Reduce Confusion with Enums

Enum choices

What’s the problem?

When you have several related and distinct values that you have to choose between, it can often be hard to remember what they are. For example, you need to provide a sorting option. It could be "ascending" or "descending". But then somewhere else in your code you (or someone else) accidentally uses "DESCENDING" and things don’t work as you expect. If you use strings or other primitive values for these kind of options, then there’s no way to catch this error before runtime. Your IDE also can’t help you with autocompleting and suggesting what values are valid.

How can it be solved?

By using Enums, special classes that store a list of unique values.

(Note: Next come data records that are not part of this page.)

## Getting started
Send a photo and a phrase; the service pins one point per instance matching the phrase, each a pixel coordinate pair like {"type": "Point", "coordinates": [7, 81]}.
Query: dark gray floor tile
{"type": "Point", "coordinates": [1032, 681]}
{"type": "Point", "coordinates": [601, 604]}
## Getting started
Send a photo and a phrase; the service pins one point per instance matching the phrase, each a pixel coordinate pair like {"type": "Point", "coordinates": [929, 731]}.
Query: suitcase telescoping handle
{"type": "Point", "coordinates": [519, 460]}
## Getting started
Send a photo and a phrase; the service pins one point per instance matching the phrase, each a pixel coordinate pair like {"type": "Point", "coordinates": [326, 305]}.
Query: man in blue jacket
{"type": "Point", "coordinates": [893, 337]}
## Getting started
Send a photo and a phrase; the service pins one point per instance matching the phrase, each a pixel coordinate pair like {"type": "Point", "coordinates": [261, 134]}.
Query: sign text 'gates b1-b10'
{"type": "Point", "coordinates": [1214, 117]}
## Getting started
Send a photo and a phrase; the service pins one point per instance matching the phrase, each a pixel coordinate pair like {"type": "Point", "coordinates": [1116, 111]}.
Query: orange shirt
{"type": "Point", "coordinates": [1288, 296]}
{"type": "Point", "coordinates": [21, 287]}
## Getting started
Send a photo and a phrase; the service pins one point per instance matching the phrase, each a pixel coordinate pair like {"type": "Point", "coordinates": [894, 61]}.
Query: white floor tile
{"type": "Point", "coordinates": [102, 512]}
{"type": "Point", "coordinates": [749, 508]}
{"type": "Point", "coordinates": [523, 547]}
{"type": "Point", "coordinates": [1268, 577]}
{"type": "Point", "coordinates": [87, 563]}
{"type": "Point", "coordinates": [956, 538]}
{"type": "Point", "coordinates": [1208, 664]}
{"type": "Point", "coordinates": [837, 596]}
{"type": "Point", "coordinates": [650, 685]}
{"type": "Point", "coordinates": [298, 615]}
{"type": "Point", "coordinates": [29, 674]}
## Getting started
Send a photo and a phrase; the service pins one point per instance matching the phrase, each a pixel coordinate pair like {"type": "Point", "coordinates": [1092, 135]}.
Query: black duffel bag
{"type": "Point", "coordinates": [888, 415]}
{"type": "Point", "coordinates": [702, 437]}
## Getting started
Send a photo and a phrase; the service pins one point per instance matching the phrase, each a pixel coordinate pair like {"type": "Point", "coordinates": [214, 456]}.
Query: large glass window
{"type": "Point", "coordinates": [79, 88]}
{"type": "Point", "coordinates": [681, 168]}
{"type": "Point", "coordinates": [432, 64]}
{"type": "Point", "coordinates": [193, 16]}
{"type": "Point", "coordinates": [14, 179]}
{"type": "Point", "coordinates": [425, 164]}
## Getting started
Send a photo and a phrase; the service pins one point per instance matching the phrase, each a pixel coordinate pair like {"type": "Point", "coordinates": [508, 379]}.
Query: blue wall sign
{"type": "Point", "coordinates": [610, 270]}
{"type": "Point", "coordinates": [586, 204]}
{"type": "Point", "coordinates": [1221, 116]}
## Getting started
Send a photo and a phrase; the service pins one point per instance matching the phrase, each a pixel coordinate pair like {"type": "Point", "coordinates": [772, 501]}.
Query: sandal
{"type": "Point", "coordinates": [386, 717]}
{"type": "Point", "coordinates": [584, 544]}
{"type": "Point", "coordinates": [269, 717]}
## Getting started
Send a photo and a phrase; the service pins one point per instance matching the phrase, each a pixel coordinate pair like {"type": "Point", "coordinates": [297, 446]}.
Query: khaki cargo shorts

They include logic for validation, creation from primitive/raw values and can by validated by type checkers.

The code in this post will use type hints, so be sure to check my type hinting intro to understand the syntax.

Note also that this post will use the term Enum when referring to the Enum type in Python, and enum when referring to enumerations in general (of which Enum is an implementation.

Before we look at how Enums can solve problems, let’s start by taking a more in-depth look into the problems that can occur when not using them.

Problems caused by using primitive values

This first problem that can occur when not using enums is one that was mentioned in the intro paragraph – using arbitrary values which could be mistyped. Here’s a class that store a list of directory entries. It has a method get_sorted_entries() which will return the entries sorted in either ascending or descending order. It defaults to ascending.

import typing


class DirectoryList:
    entries: typing.List[str]

    def __init__(self, entries: typing.List[str]) -> None:
        self.entries = entries

    def get_sorted_entries(self, direction: str) -> typing.List[str]:
        is_reversed = direction == "descending"
        return sorted(self.entries, reverse=is_reversed)

The sorted() function returns a sorted copy of the input list. By default it sorts in ascending order, but if reverse is specified as True it will sort descending.

Now let’s try to use it as someone who has not taken the time to look into the method implementation (probably most people won’t do this!). We’d have no idea what the argument direction should be:

dl = DirectoryList(["sorting.py", "post.md", "a.out"])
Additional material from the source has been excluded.